While we cannot know how Mary handled her transition to widowhood emotionally, she certainly managed to thrive financially after 1910. By 1920, she was living in her own home and is listed as a real estate agent in the U.S. Census. The reality is that she had actually developed dozens of properties at this point, mostly Chicago bungalows, beginning in 1913. In 1915 alone, she built a staggering 20 properties. In 1919, she built 30 more homes. She finally hangs up her hammer in 1921.


A sample of bungalows developed by Mary E. Willis on the 5000 block of W. Wilson Ave.

Like many developers in the 1910s and 20s, Mary would buy up a row of lots along a street and develop them simultaneously for efficiency. Building was booming at this time in Chicago. The number of dwelling units in Chicago rose from 346,755 in 1900 to 623,912 in 1920 to 843,578 in 1930. Architects like Earnest Braucher, one of the most prolific Chicago bungalow architects in Chicago, were exploding their businesses working for developers like Mary. While Mary used several architects, the well-seasoned Braucher seems to have been her favorite. It was typical for architects to work with only a handful of preferred contractors, and for his work with Mary, he pulled in masons John Baldaszte and Fred Simonson, and carpenters E. Erickson and Algot Berg. Rumor has it that during these boom times, the plasterers would finish one house, rest a plank between the window sills of neighboring houses, and just walk their plaster buckets and tools down the line of new construction, knocking out house after house, their feet never touching the sidewalks. There may be some creative license in that story, but craftsmanship is an artform, after all.

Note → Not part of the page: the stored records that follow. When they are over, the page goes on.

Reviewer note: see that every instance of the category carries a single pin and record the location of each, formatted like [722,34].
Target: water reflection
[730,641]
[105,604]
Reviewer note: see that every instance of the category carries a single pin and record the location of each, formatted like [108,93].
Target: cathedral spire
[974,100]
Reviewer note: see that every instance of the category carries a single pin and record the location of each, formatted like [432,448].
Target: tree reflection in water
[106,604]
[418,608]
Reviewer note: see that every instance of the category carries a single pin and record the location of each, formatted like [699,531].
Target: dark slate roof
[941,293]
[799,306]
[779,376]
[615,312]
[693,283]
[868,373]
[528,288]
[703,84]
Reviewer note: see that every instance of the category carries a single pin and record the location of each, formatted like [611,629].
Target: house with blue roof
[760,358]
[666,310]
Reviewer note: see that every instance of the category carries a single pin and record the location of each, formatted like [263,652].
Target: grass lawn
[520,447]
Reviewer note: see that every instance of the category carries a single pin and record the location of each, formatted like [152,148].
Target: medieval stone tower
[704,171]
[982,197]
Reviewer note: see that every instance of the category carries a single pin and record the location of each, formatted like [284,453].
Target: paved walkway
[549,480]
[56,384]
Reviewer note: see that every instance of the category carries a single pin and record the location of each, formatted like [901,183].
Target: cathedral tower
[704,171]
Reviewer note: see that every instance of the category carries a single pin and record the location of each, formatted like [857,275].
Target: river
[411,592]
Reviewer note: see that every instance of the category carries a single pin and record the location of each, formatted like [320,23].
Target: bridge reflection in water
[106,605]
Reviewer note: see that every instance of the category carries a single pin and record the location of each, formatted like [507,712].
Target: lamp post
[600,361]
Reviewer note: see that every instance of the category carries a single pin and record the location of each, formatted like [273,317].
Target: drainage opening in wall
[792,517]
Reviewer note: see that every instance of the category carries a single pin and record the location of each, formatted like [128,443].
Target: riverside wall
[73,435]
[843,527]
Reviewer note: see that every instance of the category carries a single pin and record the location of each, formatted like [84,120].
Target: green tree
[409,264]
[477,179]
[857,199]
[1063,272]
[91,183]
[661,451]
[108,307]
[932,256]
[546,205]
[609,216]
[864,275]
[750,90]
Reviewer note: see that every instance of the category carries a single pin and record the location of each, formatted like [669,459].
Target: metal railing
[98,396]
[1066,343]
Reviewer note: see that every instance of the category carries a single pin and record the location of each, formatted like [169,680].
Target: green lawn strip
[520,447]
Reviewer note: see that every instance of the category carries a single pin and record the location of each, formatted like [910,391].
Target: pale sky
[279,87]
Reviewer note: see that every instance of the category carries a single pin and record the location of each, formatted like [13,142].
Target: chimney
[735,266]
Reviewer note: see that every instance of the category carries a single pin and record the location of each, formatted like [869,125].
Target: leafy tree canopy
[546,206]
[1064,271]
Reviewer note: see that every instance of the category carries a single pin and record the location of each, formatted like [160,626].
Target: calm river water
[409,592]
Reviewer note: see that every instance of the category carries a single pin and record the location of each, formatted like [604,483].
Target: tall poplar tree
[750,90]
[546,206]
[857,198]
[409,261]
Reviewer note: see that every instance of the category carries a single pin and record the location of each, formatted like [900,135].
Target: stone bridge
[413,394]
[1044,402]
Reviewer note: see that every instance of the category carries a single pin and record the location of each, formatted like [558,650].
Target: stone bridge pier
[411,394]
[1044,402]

All in all, at least what was so far able to be uncovered by digging through the annals of the Daily Tribune, Chicago’s “ancient” building permits, American Contractor, and the Economist, Mary Willis built more than 60 homes and buildings. The majority of them were in Portage Park, on the 4600 and 4700 blocks of N. Laramie; the 4600 block of N. LeClaire, the 5000 and 5100 block of W. Wilson Avenue; the 5000 and 5100 blocks of W. Windsor Avenue; and the 4600 block of N. Lawler Avenue.


Building permit for bungalows on the 5000 block of W. Wilson Ave. developed by Mary E. Willis, 1919-20

In 1910, when Mary’s husband died, the primary categories of women’s work in the United States were “agriculture, forestry and fishing” and “manufacturing” (both around 23%) and “domestic and personal service” (around 31%). About 8 million women were part of the workforce in 1910, though our overall population at the time was over 92 million. By 1920, clerical work was also a major category for women at almost 17%. Needless to say, Mary’s work as a developer, making her own small fiefdoms along city blocks and supporting both herself and her daughter with what must have been a relatively substantial sum, was not exactly typical. Arguably, even today women are not always known to have an easy time working with many (overwhelmingly male) contractors, and developers also remain overwhelmingly male.


Mary’s daughter, Frances, seems to take after her mother in some regards. In 1917, Frances Willis marries Francis Friss (we know!), though we also see that Francis registers for the draft. It is unclear what happened to the great Frances/Francis love story—another too-young widow due to the war, or possibly just irreconcilable differences—but Frances eventually remarries a young lawyer named Elmer Tone. Along the way, Frances also sells a few properties of her own, though she is never listed in the census as being in real estate.


Alas, according to the 1930 census, Mary is retired and living with Frances and Elmer Tone. The picture above is presumably from that time. She dies at the age of 75 in 1938, and is buried not with her husband in her own home state of Wisconsin, but in adjacent suburb of Chicago, where she built her empire.